Nächstes Spitzenspiel für HSV: "Wollen zeigen, wie gut wir sind"

Der Hamburger SV ist weiterhin auf der Suche nach einem Erfolgserlebnis, denn trotz bester Spielweise konnte sich die Elf von Cheftrainer Daniel Thioune in keinem der letzten fünf Spiele den Sieg holen. Der Druck ist im erneuten Spitzenspiel, dieses mal gegen den VfL Bochum, daher nicht wesentlich geringer. Der Coach glaubt jedoch daran, dass sich gewisse Faktoren am Ende auszahlen werden.

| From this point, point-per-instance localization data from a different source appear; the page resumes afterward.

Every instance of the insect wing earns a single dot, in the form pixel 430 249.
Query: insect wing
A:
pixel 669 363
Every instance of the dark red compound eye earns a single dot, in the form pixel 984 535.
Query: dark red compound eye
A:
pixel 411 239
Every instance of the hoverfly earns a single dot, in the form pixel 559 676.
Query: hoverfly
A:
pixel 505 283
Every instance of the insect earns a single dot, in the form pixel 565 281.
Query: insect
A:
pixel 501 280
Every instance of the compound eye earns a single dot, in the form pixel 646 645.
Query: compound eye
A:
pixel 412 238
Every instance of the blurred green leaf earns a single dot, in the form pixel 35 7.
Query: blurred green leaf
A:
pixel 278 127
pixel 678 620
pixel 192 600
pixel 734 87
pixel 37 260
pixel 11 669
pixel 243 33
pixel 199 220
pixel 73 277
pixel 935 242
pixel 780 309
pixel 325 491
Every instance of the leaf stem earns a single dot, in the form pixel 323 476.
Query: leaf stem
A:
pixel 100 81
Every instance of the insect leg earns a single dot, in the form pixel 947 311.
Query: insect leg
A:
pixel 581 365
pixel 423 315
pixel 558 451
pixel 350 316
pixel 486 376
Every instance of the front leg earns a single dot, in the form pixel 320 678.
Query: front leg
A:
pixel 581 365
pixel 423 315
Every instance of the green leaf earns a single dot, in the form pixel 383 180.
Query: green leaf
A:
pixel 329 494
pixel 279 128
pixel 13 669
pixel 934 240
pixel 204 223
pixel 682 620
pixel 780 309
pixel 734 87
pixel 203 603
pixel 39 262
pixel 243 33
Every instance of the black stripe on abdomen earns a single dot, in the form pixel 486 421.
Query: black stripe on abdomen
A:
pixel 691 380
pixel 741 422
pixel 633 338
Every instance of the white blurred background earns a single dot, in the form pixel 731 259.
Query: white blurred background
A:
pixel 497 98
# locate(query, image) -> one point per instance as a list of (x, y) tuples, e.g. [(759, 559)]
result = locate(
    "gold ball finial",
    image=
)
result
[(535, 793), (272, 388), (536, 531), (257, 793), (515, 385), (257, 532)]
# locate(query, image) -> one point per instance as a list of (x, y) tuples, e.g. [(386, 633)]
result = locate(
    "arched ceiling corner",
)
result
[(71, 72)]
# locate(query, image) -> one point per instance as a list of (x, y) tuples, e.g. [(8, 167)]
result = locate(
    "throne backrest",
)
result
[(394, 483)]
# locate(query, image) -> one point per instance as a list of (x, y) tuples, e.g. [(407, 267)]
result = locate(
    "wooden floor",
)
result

"Distanz nicht größer werden lassen"

Als defensiver Mittelfeldspieler räumte Daniel Thioune in seiner aktiven Zeit als Fußballer stets vor der letzten Abwehrreihe ab. Diese "fleißige Arbeit, Beharrlichkeit und Intensität" hat der 46-Jährige bis heute beibehalten und predigt diese Faktoren auch als Cheftrainer des Hamburger SV an seine Spieler. Denn Thioune ist überzeugt: "Ich glaube, dass es die Belohnung bringen wird." Energie und Potential, um die besagten Attribute mit Leben zu füllen, habe der Klub von der Elbe allemal. Deswegen fürchtete sich Thioune vor dem Freitagabendspiel auch nicht vor Bochum: "Wir haben sehr viel Bock, zum Tabellenführer zu fahren und zu zeigen, wie gut wir sind."

Gleichzeitig steht der HSV aber auch unter dem Druck, dass sie ein erfolgreiches Spiel gestalten müssen. Beim 1:1-Remis gegen Holstein Kiel wehrten sich die Elbstädter gut gegen den besserplatzierten Gegner, hätten sogar den Sieg holen können. Gegen Bochum geht das Spiel von vorne los. "Wir wollen die Distanz auf den VfL nicht größer werden lassen", war sich auch der HSV-Coach der Situation bewusst. Aktuell steht der VfL bereits fünf Zähler vor dem HSV. Ein vorgezogenes Endspiel wird die Partie trotzdem für Thioune nicht sein: "Wir dürfen aber nicht vergessen, dass nach dieser Partie auch noch viele Punkte vergeben werden."

Gjasula wieder eine Option

Allerdings muss sich der HSV wieder zwangsläufig für gute Leistungen belohnen, das sah auch der Coach nicht anders. "Meine Mannschaft ist gierig, aber das Ganze müssen wir in Ergebnisse ummünzen. Wir wollen unser Potenzial komplett abrufen, dann ist es sicher möglich, dass wir die drei Punkte holen", erklärte er mit Hinblick auf die vergebenen Torchancen gegen Kiel und andere Gegner in den letzten Wochen. In der Offensive kann Thioune dahingehend wohl auf alle Akteure zurückgreifen. Defensiv fehlen dagegen Tim Leibold (Rotsperre), Rick van Drongelen (Außenbandriss) und Toni Leistner (Meniskusriss). Auch hinter David Kinsombi steht ein Fragezeichen, während Klaus Gjasula wieder eine Option sein könnte.

"Montag war vieles gut, aber das wird morgen keine Rolle mehr spielen", blickte Thioune ein letztes Mal auf das vergangene Spitzenspiel zurück, um anschließend dem nächsten Top-Team die Stirn bieten zu wollen. Im Hinspiel setzte es die erste Saison-Niederlage des HSV gegen Bochum, doch chancenlos waren die Hamburger seinerzeit nicht. Trotzdem mahnte Thioune angsichts des Gegners: "Sie stehen verdientermaßen auf dem ersten Platz. In den letzten Monaten haben sie sich sehr gut entwickelt." Nun gilt es für den HSV, die eigene Entwicklung zu präsentieren.